Мы садимся в последнем ряду, в самой середине, Лоик говорит, что здесь лучший звук. Эмма плачет с первых титров. Я спрашиваю, что с ней, она отвечает: «Просто я знаю, что Джек умрет».
Я в это не верю.
Три часа и четырнадцать минут я проведу взаперти в темном зале, сидя за каким-то парнем с орлиным гнездом вместо волос, и все это чтобы посмотреть фильм, конец которого сестра выдала мне заранее. Уж лучше бы лежала в кровати.
Тогда
Июль, 1998
Эмма — 18 лет
Третий гол забивает Эмманюэль Пети. Лоик бросается мне на шею, крича от радости. Франция — чемпион мира. Мы смотрели матч в его квартирке со всеми его друзьями.
Нас человек двадцать, все одеты и раскрашены в синий, белый и красный цвета. Я приехала на один день, на финал, завтра возвращаюсь к Миме.
За окном гудят клаксоны в честь победы, и люди высыпают на улицу. Мы тоже выходим и смешиваемся с толпой. Лоик не выпускает мою руку. Я никогда не видела столько радости, сосредоточенной в одном месте, незнакомые люди обнимаются, улыбаются, и все так счастливы вместе.
— Переезжай ко мне, — вдруг говорит Лоик.
Я переспрашиваю, так как не уверена, что хорошо расслышала за всем этим шумом.
— Переезжай ко мне. Будем вместе учиться. А то тяжело видеться только по выходным.

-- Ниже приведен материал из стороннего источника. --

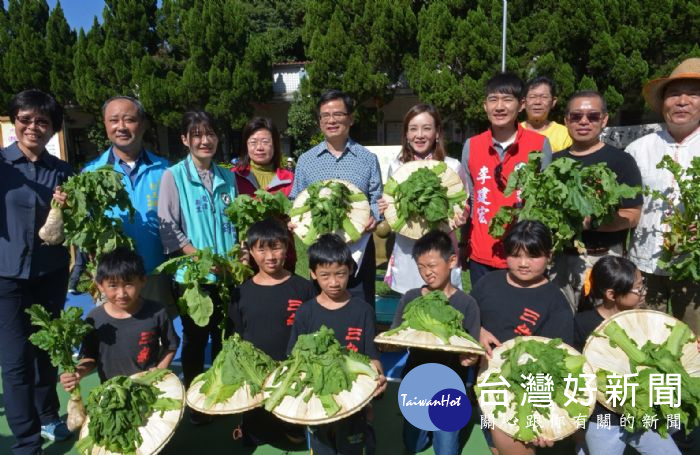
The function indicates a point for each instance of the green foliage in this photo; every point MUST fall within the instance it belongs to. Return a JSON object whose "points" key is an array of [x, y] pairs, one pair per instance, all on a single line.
{"points": [[88, 223], [320, 366], [59, 337], [330, 204], [423, 196], [659, 359], [433, 313], [247, 210], [527, 358], [198, 267], [680, 256], [561, 196], [119, 407], [239, 363]]}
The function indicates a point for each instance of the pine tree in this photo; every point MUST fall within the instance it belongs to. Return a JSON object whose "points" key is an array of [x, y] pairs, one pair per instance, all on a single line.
{"points": [[60, 41]]}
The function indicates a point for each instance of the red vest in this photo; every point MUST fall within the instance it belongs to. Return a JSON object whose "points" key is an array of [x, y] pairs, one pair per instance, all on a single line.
{"points": [[487, 198]]}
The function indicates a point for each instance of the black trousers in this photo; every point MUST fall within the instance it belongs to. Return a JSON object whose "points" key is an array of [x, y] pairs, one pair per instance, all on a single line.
{"points": [[28, 378], [196, 338]]}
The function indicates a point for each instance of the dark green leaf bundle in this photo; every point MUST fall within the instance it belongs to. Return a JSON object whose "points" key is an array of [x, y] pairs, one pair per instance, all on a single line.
{"points": [[680, 256], [433, 313], [246, 210], [545, 358], [87, 222], [238, 363], [198, 266], [330, 204], [119, 407], [650, 359], [561, 196], [422, 196], [318, 365]]}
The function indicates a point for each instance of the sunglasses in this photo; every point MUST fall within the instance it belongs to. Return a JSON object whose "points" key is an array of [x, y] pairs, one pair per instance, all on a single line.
{"points": [[593, 117]]}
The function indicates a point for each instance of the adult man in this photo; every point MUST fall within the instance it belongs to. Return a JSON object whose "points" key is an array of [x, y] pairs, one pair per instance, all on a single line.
{"points": [[540, 99], [489, 158], [677, 98], [586, 116], [339, 157], [125, 124]]}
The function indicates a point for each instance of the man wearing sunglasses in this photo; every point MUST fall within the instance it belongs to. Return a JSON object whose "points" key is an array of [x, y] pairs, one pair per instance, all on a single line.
{"points": [[585, 117], [489, 158], [677, 99]]}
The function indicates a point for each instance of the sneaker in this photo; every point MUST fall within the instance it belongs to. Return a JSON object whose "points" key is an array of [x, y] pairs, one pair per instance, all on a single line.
{"points": [[199, 418], [55, 431]]}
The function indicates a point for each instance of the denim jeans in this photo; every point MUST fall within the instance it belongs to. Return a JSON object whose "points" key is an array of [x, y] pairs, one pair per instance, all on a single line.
{"points": [[614, 440], [417, 440]]}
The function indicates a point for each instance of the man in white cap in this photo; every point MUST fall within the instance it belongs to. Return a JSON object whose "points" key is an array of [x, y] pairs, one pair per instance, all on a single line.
{"points": [[677, 99]]}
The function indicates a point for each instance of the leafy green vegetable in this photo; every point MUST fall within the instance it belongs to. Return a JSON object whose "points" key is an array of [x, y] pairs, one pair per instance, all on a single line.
{"points": [[680, 255], [650, 359], [198, 267], [318, 365], [238, 363], [119, 406], [422, 196], [546, 358], [246, 210], [330, 204], [561, 196], [433, 313]]}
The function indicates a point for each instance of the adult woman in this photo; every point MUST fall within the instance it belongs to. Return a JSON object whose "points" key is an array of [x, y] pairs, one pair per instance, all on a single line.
{"points": [[422, 140], [193, 196], [30, 272], [260, 167]]}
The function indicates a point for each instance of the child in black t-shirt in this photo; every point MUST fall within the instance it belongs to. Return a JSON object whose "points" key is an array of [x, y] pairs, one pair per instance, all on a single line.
{"points": [[615, 285], [520, 301], [435, 258], [262, 311], [352, 320], [130, 334]]}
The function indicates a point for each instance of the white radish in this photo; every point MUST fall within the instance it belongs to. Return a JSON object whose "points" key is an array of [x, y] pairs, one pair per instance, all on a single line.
{"points": [[76, 411], [52, 230]]}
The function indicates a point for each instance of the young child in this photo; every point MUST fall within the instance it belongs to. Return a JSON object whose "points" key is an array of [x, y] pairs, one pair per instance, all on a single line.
{"points": [[130, 334], [435, 257], [615, 285], [262, 311], [352, 320], [520, 301]]}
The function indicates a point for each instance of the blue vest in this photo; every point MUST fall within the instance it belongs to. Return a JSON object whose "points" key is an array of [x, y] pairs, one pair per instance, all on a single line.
{"points": [[203, 213], [144, 197]]}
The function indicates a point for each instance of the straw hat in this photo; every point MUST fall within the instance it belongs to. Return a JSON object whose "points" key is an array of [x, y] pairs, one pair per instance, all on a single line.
{"points": [[359, 213], [412, 338], [558, 425], [654, 90], [416, 228], [159, 427], [641, 326]]}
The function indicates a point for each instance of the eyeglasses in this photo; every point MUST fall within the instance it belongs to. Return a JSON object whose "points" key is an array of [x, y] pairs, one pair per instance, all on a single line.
{"points": [[38, 121], [338, 116], [593, 117], [254, 142]]}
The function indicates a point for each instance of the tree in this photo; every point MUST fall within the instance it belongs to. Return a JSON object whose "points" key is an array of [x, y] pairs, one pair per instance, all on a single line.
{"points": [[24, 64], [60, 40]]}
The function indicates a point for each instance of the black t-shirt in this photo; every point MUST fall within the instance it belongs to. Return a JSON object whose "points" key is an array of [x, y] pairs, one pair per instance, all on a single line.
{"points": [[128, 346], [471, 323], [627, 172], [508, 311], [585, 323], [264, 315], [353, 324]]}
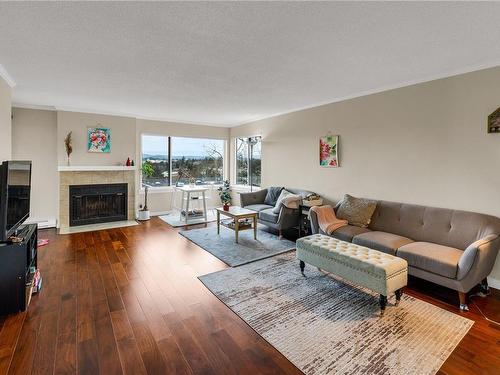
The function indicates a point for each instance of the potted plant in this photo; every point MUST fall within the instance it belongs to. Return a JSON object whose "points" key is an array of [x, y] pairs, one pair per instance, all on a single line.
{"points": [[225, 195], [147, 171]]}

От движения толпы я выпускаю его руку и пользуюсь этим, чтобы собрать в кучку мысли и сердце, разлетевшееся на куски. Я просто умираю от желания согласиться. Будь я одна, бросила бы Ангулем и маму и уехала учиться в Бордо. Я сдала экзамены с отличием, и моя мечта стать школьной учительницей никогда не была так близка. Я поселилась бы в квартире, которую родители сняли Лоику, вечерами мы бы готовились к занятиям, устраивали студенческие вечеринки или другие, под одеялом, с сериалами «Баффи» и «Элли Макбил» под макароны. Марго выбрала тот же факультет, что и я, мы могли бы учиться вместе. Дни проводили бы в библиотеке и в аудиториях, завели бы новых друзей, по выходным возвращались бы в Ангулем повидать родных, а потом, в воскресенье вечером, летели бы назад к нашей свободе.
Толпа стала плотной. Давящей и далекой одновременно.
«Один, и два, и три: ноль! Один, и два, и три: ноль!»
Моя жизнь — игра вничью. Я склоняюсь к уху Лоика:
— Ты же знаешь, что я не могу.
— Почему? Опять из-за сестры?
Я киваю. Он качает головой.
— Она уже достаточно взрослая. Тебе больше не надо ее защищать.
Он не ждет ответа, хлопает в ладоши и распевает вместе с остальными: «Один, и два, и три: ноль! Один, и два, и три: ноль!»